Arctic Star presentation
Veterans in their 90’s along side families of veterans past were honoured at the Fleet Air Arm Museum for their role in the Second World serving North of the Arctic Circle.
Six Veterans between the ages of 86 & 96 years old and 3 families representing those veterans recently deceased met to be presented with their Arctic Star Medals by Commanding Officer of Royal Naval Air Station Yeovilton Commodore (Cdre) Jock Alexander OBE, with David Laws MP, Mayor Manny Roper and Mr Graham Cole Chairman of AgustaWestland, to acknowledge their unparalleled contribution.
The Arctic Star medal was commissioned earlier this year to recognise the outstanding bravery of the servicemen who delivered vital aid to the Soviet Union between 1941 and 1945. These men were under constant threat from enemy submarine, air and surface ship attacks. On top of this they had to deal with terrible weather conditions and glacial arctic temperatures a truly perilous journey.
Cdre Alexander addressed the Veterans and their families and said;
“ A pilot by trade I was a Captain of a small ship for a short time doing fish protection duties so I know what rough weather is all about but I cant comprehend the weather you went through north of the Arctic Circle! I’d like to thank you for allowing me the honour of presenting you with this medal.”
Gordon Smart (94) completed 10 Arctic Convoys to Murmansk and Archangel on HMS Beagle. When asked if he good some up his experience said;
A sentiment echoed by the other five surviving veterans at the presentation including John Fay (92) from Chard in Somerset who served with the Fleet Air Arm (FAA) and dedicated a Chapter in his book ‘ Golden Wings and Navy Blue’ to the Arctic Convoy Experience.
Roderick Raymond (87) years of age from South Cadbury Somerset said:
“You had to chip ice off the deck and the guns by hand!” He added “I remember one particular engagement with the German battleship Scharnhorst on 26th December 1943. We fired on the Scharnhorst with the HMS Duke of York and escort destroyers. I was part of the Torpedo Crew at the time and still have the signatures from the Scharnhorst survivors who were picked up by the HMS Jamaica.”
Joyce Bentley was at the FAA Museum to accept the medal on behalf of her late husband Herbert Bentley who sadly passed away on Christmas Eve 2013. For Joyce it was understandably emotional so soon after losing Herbert but she felt that it was important to be there for him. Joyce said;
“Although I am so very sad, I am here for him. He had been so excited about coming to the presentation too” she added “it’s been a lovely thing I’m so glad I came with my family”.

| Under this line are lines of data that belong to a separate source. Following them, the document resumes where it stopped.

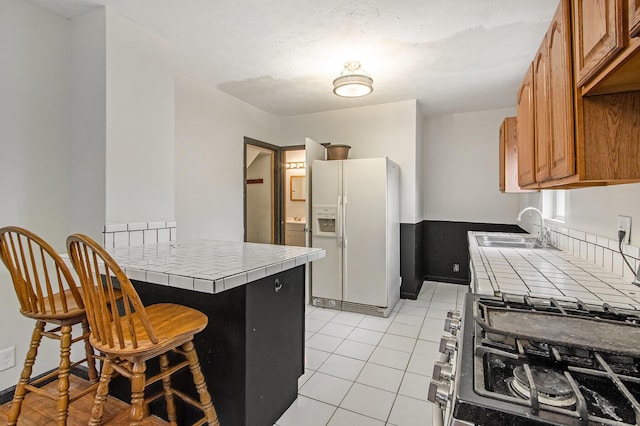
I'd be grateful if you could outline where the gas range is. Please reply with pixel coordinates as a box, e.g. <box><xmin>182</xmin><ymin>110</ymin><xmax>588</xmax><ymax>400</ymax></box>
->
<box><xmin>429</xmin><ymin>294</ymin><xmax>640</xmax><ymax>426</ymax></box>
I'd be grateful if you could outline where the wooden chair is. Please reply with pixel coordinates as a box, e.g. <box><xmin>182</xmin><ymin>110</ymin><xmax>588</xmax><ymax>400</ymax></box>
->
<box><xmin>0</xmin><ymin>226</ymin><xmax>98</xmax><ymax>425</ymax></box>
<box><xmin>67</xmin><ymin>234</ymin><xmax>219</xmax><ymax>425</ymax></box>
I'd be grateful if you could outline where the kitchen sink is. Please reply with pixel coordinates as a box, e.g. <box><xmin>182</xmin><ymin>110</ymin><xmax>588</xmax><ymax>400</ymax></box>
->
<box><xmin>476</xmin><ymin>235</ymin><xmax>556</xmax><ymax>250</ymax></box>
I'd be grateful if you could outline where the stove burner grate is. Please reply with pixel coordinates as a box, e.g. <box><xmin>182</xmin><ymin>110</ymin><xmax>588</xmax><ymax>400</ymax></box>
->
<box><xmin>509</xmin><ymin>365</ymin><xmax>576</xmax><ymax>408</ymax></box>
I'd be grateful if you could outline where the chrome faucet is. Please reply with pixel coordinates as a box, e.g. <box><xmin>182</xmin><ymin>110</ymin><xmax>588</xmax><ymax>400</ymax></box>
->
<box><xmin>516</xmin><ymin>207</ymin><xmax>551</xmax><ymax>247</ymax></box>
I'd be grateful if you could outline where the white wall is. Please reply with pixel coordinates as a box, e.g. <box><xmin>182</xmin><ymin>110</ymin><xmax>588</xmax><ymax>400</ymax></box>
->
<box><xmin>69</xmin><ymin>8</ymin><xmax>107</xmax><ymax>241</ymax></box>
<box><xmin>106</xmin><ymin>9</ymin><xmax>175</xmax><ymax>223</ymax></box>
<box><xmin>284</xmin><ymin>150</ymin><xmax>307</xmax><ymax>217</ymax></box>
<box><xmin>0</xmin><ymin>0</ymin><xmax>71</xmax><ymax>389</ymax></box>
<box><xmin>519</xmin><ymin>183</ymin><xmax>640</xmax><ymax>247</ymax></box>
<box><xmin>279</xmin><ymin>101</ymin><xmax>421</xmax><ymax>223</ymax></box>
<box><xmin>423</xmin><ymin>108</ymin><xmax>518</xmax><ymax>223</ymax></box>
<box><xmin>175</xmin><ymin>74</ymin><xmax>280</xmax><ymax>241</ymax></box>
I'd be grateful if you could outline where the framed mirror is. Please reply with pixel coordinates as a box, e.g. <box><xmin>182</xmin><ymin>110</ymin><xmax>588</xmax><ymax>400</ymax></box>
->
<box><xmin>289</xmin><ymin>176</ymin><xmax>307</xmax><ymax>201</ymax></box>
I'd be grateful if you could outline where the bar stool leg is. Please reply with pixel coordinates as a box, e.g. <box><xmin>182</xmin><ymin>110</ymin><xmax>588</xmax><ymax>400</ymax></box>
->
<box><xmin>160</xmin><ymin>353</ymin><xmax>177</xmax><ymax>425</ymax></box>
<box><xmin>7</xmin><ymin>321</ymin><xmax>46</xmax><ymax>426</ymax></box>
<box><xmin>82</xmin><ymin>318</ymin><xmax>98</xmax><ymax>384</ymax></box>
<box><xmin>89</xmin><ymin>357</ymin><xmax>113</xmax><ymax>426</ymax></box>
<box><xmin>129</xmin><ymin>361</ymin><xmax>147</xmax><ymax>426</ymax></box>
<box><xmin>182</xmin><ymin>340</ymin><xmax>220</xmax><ymax>426</ymax></box>
<box><xmin>56</xmin><ymin>325</ymin><xmax>71</xmax><ymax>426</ymax></box>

At 89 Cyril Tolchard was just 15 years old when he joined the Royal Navy and served on the Dallas as an Able Seaman on two convoys in 1944 and 1945. He went to radar school and was involved in the use of the ship’s radars. He said;
“On the way back from Russia I was involved in a rescue mission to help save 200 people who were stranded and starving on an island close to Norway.”
Rear Admiral Terry Loughran CB Chairman of Fly Navy Heritage Trust opened proceedings at the presentation for the veterans and their families and David Laws MP summarised their outstanding contribution and the debt we all owed the. The instigator of the presentation when he encouraged veterans and their families last year to contact him, David Laws said:
‘It is really important that we take a moment to recognise the astonishing bravery of these men. They performed a heroic duty in truly frightening conditions and we should never forget their contribution to Britain’s war effort. It is about time that contribution was formally recognised.”
Others receiving medals were Thomas Warden (86), Cyril Small (89) from Yeovil who was a torpedo operator and Roy Young (96) of Yeovil. Roy said ;
“I am no hero I just survived.”
Also at the presentation was Andrew Jones who represented his late Father William George Charles Jones and Katharine White was presented on behalf of her Grandfather Gordon Mason. Year 6 from Huish Primary School, was invited along to the ceremony as they are studying rationing during the Second World War 2. The children dressed as World War 2 evacuees had the opportunity to meet the veterans and hear their recollections.
The medal is awarded to members of the British Armed Forces and the Merchant Navy who served north of the Arctic Circle during the Second World War in Arctic Convoys to help the Russians. It is thought that there are between 200 and 400 surviving sailors who endured this perilous journey, whilst the families of those no longer alive can also apply for the Arctic Star to commemorate their loved ones’ service.